What was the intensive summer like for you?
The summer portion of the program was tough. There were many nights where I did not get enough sleep. I don’t think I could have survived without the help of my classmates and coffee. The professors encouraged us to work on homework in groups, which I think is very representative of how things are done in industry. Though I find myself sometimes working alone, it is usually after having consulted with my coworkers and manager to determine the best approach.

The curriculum was perfect for the internships being pursued, but I really enjoyed the labs. Again, all lab work was done in groups. I found that each group worked differently. In my first group we made sure that everyone was a part of each step in the process, whereas in my second group we all kind of had our specialties that we focused on, such as doping, photolithography, or etching.

I also found the professional development to be very helpful when it came to making a resume and going through interviews. I have never been great at public speaking, but the professional development gave me confidence in what I was saying and how I presented myself.

“Interview day” was stressful. I think the time waiting between interviews was worse than the interviews themselves. But, just like anything in life, you can’t get good without practice. Each interviewer had their own style. Some had technical questions (what is “depth of focus?"), some had personal questions (how did you get interested in science? why should we hire you?), and some had completely out-there questions (why are man-holes round?). The professional development portion of the program prepared me for all sorts of questions, so I felt confident in most of my answers (except the one about the damn man-hole).

Where did you do your internship?
I ended up finding my internship at a company not affiliated with the program. Though the program has many partners, I chose to pursue some leads I had on my own. I wanted to stay in Oregon, so I contacted and interviewed with Perceptive Pixel (www.perceptivepixel.com), a projected capacitive touch display company out of Wilsonville. My internship required knowledge in etching, spin-coating, vapor deposition, thermal oxidation, and other subjects I studied over the summer.

I ended up being hired on after my nine-month paid internship ended. To my surprise, Microsoft purchased the company two months later. Microsoft required all of Perceptive Pixel’s employees to go through a three-interview process.

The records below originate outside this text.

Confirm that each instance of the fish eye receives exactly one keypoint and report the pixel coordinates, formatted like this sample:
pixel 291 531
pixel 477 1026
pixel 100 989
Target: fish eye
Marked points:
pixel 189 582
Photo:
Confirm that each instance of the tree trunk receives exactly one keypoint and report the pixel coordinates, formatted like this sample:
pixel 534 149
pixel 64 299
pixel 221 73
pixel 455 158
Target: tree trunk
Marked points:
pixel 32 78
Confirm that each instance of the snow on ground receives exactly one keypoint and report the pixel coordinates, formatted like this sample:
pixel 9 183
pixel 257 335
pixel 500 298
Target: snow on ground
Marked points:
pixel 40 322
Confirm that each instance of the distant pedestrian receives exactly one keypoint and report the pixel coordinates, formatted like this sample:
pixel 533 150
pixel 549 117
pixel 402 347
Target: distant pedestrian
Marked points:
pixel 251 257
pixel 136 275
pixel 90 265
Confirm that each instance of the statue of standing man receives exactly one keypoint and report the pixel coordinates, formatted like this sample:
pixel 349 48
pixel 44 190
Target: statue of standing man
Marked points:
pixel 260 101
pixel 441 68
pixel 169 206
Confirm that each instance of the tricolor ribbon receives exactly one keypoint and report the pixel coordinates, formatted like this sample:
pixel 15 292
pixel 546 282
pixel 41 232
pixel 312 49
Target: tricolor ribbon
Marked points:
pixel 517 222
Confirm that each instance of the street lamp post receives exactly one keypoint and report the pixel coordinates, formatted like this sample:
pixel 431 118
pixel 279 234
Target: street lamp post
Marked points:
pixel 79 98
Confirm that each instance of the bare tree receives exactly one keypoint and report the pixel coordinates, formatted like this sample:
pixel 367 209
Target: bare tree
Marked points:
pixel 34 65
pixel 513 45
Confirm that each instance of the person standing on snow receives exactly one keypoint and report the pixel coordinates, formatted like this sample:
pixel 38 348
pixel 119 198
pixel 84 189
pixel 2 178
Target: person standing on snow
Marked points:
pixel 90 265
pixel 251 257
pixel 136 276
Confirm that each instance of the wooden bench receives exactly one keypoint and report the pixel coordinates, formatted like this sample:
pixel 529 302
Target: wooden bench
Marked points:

This was very similar to “interview day” during my summer with the internship program, so this was nothing new to me.

I now work for Microsoft as a Materials Scientist.

Without giving away any proprietary info, what was your internship like? What were you responsible for? What was a typical day like?
I was a part of a three-person team in charge of advanced development at Perceptive Pixel. Our job was to pursue alternative manufacturing methods for next-generation touch sensors. On top of that, I was assigned to optimize multiple processes in our manufacturing facility.

Did you feel the program prepared you for the internship? In what ways?
The program prepared me for working in a professional setting after having only worked in academia. The internship program gave me the knowledge I needed to accomplish my job at Perceptive Pixel/Microsoft.